Solfrini, il «Doctor J» del basket italiano
Aveva 60 anni. Argento ai Giochi di Mosca nell’80, vinse tutto con il Banco Roma
Il basket italiano si è fermato ieri per un minuto sui campi di serie A per onorare il ricordo di Marco Solfrini, gigante buono scomparso sabato scorso all’improvviso a 60 anni, stroncato da un infarto mentre si trovava alla fiera di Parma. Bresciano, medaglia d’argento con la Nazionale ai Giochi olimpici di Mosca nel 1980, è stata una delle colonne dell’epopea del Banco Roma con cui vinse scudetto (1983), Coppa Campioni, Coppa Intercontinentale (1984) e Coppa Korac (1986).
La notizia ha sconvolto l’ambiente cestistico romano, la Virtus con una nota si è voluta unire al dolore della famiglia e dell’intero movimento italiano: «La Virtus Roma accoglie con immenso dolore la notizia della scomparsa di Marco Solfrini, colonna della Virtus campione d’Italia e d’Europa, e si unisce al profondo cordoglio dei familiari partecipando a questo momento di grande dolore». Unanime il sentimento di sgomento che ha attraversato l’Italia del canestro, con in testa la Leonessa Brescia, la società in cui Solfrini era diventato professionista e che nel 2011 aveva riabbracciato nel ruolo di team manager.
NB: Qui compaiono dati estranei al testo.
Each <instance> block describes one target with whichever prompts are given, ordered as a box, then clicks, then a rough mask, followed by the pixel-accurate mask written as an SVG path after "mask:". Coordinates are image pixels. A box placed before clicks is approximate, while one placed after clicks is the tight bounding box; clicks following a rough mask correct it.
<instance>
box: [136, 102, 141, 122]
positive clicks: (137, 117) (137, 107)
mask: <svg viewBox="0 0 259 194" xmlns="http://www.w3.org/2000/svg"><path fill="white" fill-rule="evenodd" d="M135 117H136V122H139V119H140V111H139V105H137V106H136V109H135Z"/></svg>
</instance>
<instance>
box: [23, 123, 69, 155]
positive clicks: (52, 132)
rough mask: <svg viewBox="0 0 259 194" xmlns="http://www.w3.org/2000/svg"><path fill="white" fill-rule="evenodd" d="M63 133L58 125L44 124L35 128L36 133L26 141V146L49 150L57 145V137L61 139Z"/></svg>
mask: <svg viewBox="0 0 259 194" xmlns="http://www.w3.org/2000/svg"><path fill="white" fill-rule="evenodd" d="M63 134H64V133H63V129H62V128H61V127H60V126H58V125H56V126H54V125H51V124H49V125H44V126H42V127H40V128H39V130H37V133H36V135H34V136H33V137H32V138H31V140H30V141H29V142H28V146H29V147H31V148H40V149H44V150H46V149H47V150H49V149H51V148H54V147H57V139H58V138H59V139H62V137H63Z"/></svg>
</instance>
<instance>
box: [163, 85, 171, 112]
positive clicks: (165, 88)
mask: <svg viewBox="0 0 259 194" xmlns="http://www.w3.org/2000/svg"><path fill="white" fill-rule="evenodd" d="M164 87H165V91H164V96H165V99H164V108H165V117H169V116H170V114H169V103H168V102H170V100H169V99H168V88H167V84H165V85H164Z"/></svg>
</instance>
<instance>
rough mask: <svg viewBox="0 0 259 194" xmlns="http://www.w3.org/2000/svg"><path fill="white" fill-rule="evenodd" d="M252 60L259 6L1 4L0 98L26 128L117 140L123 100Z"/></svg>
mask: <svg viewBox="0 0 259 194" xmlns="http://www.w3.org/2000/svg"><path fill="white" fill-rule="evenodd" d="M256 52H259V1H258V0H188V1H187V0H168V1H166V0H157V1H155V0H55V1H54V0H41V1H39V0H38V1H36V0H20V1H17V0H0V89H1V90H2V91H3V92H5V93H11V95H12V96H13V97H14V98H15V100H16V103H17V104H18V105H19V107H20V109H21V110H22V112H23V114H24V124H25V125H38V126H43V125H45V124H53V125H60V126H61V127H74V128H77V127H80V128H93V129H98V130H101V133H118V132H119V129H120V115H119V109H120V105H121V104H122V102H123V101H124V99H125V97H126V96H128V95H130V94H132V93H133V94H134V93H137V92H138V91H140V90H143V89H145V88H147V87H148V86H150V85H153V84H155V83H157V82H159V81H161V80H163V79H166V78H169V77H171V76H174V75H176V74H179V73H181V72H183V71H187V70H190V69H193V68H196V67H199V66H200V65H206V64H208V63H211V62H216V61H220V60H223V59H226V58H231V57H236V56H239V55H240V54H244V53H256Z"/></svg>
Ribattezzato il «Doctor J» italiano (dal soprannome dell’americano Julius Erving, uno dei più grandi cestisti di ogni tempo), aveva braccia infinite e un innato senso del gioco, anticipando i tempi per impersonare il giocatore moderno che univa alla stazza fisica un’incredibile mobilità che si trasformava spesso in capacità realizzativa. Con Solfrini se ne va un pezzo di storia del basket romano, protagonista di quella fantastica avventura mai ripetuta da una squadra della Capitale, come sottolinea nel suo commosso ricordo Valerio Bianchini, il condottiero di quel gruppo.
«Come giocatore qualsiasi allenatore avrebbe voluto averlo nella sua squadra. L’amato Tiramolla, era un giocatore di rara intelligenza che in campo o in panchina vedeva quello che io non riuscivo a vedere. Ma era anche il compagno nel viaggio della vita col quale potevi confidarti e parlare di cose che erano lontanissime dal nostro mestiere di sportivi. Era un fiore di rara bellezza spuntato tra le asperità del mondo dello sport».